Subramanya studied at the Malleswaram High School and later Basappa Intermediate College before graduating from Central College. He turned out for Malleswaram Gymkhana. Unlike other cities at that time, Bombay and Madras, Bangalore did not have a major tournament. The only exposure that the youngsters got was from radio. Subramanya learnt cricket by listening to commentary and imbibing some lessons.

==Ranji career==
Despite being an accomplished batsman, Subramanya made his Ranji Trophy debut against Hyderabad batting at number 10. He explained this by saying –

"A.S. Krishnaswamy was the captain. He had already returned to Mysore city and was out of touch with the Bangaloreans. I felt frustrated on my debut. ASK did not know the players and what they did. In my debut match I went in at number 10. ASK did not know who I was and also did not bother to find out."

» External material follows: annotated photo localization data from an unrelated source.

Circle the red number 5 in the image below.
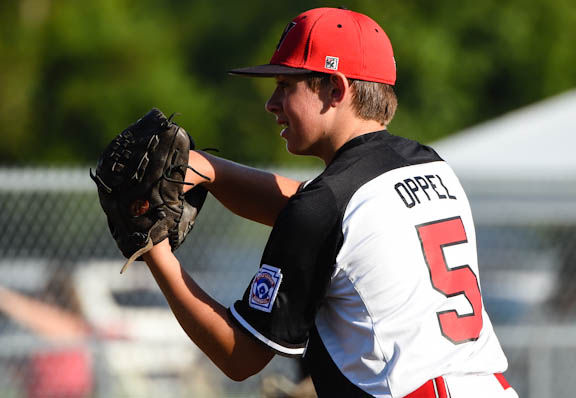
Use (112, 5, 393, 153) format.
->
(416, 217, 483, 344)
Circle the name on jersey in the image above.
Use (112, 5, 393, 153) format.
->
(249, 264, 283, 313)
(394, 174, 456, 208)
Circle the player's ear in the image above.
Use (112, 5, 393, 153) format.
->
(328, 72, 349, 106)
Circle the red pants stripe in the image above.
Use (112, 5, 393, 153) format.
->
(406, 373, 510, 398)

Mysore made the final that year, but they had a new skipper. Kennimbeli Vasudevamurthy was made captain of the team and he promoted Subramanya higher up in the order. The game against Bombay took place at the Brabourne Stadium. Subramanya excelled with a fine century. Despite his efforts, Mysore lost the game by an innings and 22 runs.

Subramanya built on his success in his debut season and scored more runs in the following seasons. He was appointed as captain of the Mysore team in 1963. In his first season as captain, he led his team to a semi-final showdown against Bombay at Central College Ground in Bangalore. His excessive shielding of his tail end partners cost him his century as he was dismissed for 99 by Subhash Gupte.

Subramanya had a sensational Duleep Trophy by scoring hundreds against North Zone and West Zone. He was thus selected to the Indian cricket team.

==International career==
Subramanya played with moderate success in the few Tests that he played between 1965 and 1968. Against West Indies at Madras in 1966–67, he hit a breezy 61, treating Hall and Griffith with disdain. He did little of note on the tour of England in 1967, but he touched form late and played in two of the three Tests. Pressed to open the attack because of injuries to the regular new ball bowlers, he bowled Geoff Boycott in the third Test at Edgbaston. On the tour of Australia and New Zealand in 1967–68, he did little of note, save for a fighting 75 in a losing cause in the first Test at Adelaide.

==Later career==
Subramanya later returned to play for the Mysore team. His greatest contribution to Karnataka Cricket was as a leader. Under his leadership, talented cricketers like B. S. Chandrasekhar, Gundappa Vishwanath, EAS Prasanna, Syed Kirmani made their debuts and were given extended runs. He inculcated a sense of team spirit that lacking earlier. He broke down club cricket loyalties and inspired the cricketers to play for Mysore.

Subramanya was considered ahead of his time. At a time, when fielding drills were non-existent, he introduced physical training in the form of jogging, stretching, cross-training and intense fielding practices. He fought with the administrators for better practice facilities at the RSI grounds in Bangalore. He insisted on a proper diet for the cricketers.

Subramanya emigrated to Australia in late 1969.

==Legacy==
Subramanya's contribution to Karnataka cricket was felt after he left the game. Brijesh Patel believed that Mysore could have won the Ranji Trophy much earlier if Subramanya had stayed back to guide the team. Gundappa Vishwanath said –
"The 1974 team that won the Ranji Trophy was Mani's (Subramanya) team. He built the side and brought it to championship-winning shape."

Subramanya is settled in Sydney. He works for Law Society of New South Wales.